One of these in Coppertone is one of my grail bikes. Love the hat and ring decals with the painted fenders.


----------



## Eric Amlie (Oct 24, 2016)

The '64 models(first year) seem to be kind of rare. They're different than the later models. I have a '65 in Sky Blue.
I can see where the '64 could be a grail bike.


----------



## Metacortex (Oct 24, 2016)

Eric Amlie said:


> The '64 models(first year) seem to be kind of rare. They're different than the later models...



What are the differences? I haven't done any research on these and would be very interested to know, thanks!


----------



## schwinnguyinohio (Oct 24, 2016)

It's funny I almost didn't buy it then I saw that it was a 64 so grabbed it for 25 bucks , didn't realize it was the first year .


----------



## GTs58 (Oct 24, 2016)

I'd be interested in the bars, chain ring, shifter and derailleur if you part it. .......


----------



## Eric Amlie (Oct 25, 2016)

Metacortex said:


> What are the differences? I haven't done any research on these and would be very interested to know, thanks!



The '64 Collegiate looked essentially like the Racer model with the RWB color bands on the top & down tubes, the hat in ring panel decal on the seat tube, model name on the chain guard, and painted fenders.


 

For '65 the style was changed to be more like the Traveler. The name moved to the down tube, no color bands or seat tube panel decal, The chain guard got the enlongated star, and the fenders were chromed. Below is my '65 ,model.
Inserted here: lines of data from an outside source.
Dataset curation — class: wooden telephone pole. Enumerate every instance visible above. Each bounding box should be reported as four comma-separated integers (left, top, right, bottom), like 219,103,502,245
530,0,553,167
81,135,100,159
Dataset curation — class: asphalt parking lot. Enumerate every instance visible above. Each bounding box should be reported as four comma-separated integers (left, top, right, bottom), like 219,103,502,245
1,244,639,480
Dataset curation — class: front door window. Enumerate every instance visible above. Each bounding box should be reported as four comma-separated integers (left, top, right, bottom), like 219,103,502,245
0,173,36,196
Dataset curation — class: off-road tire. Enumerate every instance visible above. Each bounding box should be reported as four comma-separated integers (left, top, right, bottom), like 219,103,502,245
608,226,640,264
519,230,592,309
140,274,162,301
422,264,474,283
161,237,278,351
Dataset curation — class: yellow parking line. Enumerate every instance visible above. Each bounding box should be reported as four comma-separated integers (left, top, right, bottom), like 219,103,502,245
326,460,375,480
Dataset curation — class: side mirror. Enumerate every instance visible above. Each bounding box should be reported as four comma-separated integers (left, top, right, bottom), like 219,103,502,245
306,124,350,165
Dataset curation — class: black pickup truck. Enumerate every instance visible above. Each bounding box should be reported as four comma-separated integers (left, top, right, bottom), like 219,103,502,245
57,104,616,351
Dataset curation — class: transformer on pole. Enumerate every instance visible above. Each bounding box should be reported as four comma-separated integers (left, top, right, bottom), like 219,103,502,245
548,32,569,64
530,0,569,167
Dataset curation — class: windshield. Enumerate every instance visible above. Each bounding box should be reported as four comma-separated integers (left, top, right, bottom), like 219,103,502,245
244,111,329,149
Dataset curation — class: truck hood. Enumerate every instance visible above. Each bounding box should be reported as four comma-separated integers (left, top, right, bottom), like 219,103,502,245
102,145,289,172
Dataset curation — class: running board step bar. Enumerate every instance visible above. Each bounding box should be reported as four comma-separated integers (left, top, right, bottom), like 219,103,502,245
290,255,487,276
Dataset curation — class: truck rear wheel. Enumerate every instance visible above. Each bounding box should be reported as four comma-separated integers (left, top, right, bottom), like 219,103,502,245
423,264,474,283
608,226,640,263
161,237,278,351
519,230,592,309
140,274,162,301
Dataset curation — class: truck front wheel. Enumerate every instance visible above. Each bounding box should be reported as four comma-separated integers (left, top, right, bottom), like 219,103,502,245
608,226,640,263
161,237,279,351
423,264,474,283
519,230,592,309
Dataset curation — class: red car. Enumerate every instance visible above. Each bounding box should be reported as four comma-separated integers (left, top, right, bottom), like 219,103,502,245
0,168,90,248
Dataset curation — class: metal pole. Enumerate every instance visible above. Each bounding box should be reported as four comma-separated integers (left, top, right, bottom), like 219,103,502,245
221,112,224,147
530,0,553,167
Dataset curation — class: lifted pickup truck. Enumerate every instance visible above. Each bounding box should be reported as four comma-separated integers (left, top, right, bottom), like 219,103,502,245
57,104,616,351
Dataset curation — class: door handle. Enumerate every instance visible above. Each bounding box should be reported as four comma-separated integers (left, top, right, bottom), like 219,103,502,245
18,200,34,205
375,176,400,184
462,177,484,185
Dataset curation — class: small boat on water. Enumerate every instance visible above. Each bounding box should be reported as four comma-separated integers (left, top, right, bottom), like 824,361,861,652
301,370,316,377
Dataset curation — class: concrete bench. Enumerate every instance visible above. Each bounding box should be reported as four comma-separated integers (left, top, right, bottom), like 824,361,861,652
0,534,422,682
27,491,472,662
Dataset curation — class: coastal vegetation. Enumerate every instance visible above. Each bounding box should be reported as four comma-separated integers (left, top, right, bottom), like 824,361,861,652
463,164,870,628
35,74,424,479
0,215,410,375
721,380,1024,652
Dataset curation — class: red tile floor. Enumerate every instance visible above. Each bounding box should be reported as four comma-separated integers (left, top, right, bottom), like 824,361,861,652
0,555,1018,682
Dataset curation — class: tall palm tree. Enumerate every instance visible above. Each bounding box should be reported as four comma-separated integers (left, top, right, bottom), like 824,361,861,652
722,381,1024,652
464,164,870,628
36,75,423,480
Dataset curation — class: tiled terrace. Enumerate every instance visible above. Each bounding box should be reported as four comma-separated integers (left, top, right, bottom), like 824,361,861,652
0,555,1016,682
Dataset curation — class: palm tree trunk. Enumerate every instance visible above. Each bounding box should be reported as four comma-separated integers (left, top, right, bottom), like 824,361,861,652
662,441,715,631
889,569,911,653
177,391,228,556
It's been modified with a Traveler chain guard, 27" wheels, wider handlebar, and 6 speed freewheel, but you see the basic changes that were made.


----------



## Eric Amlie (Oct 25, 2016)

Here is Cody's grail Collegiate. Not my bike. Just a photo that I saved from somewhere.


----------



## schwinnguyinohio (Oct 25, 2016)

I'm going to keep this one,its the only light weight I have.


----------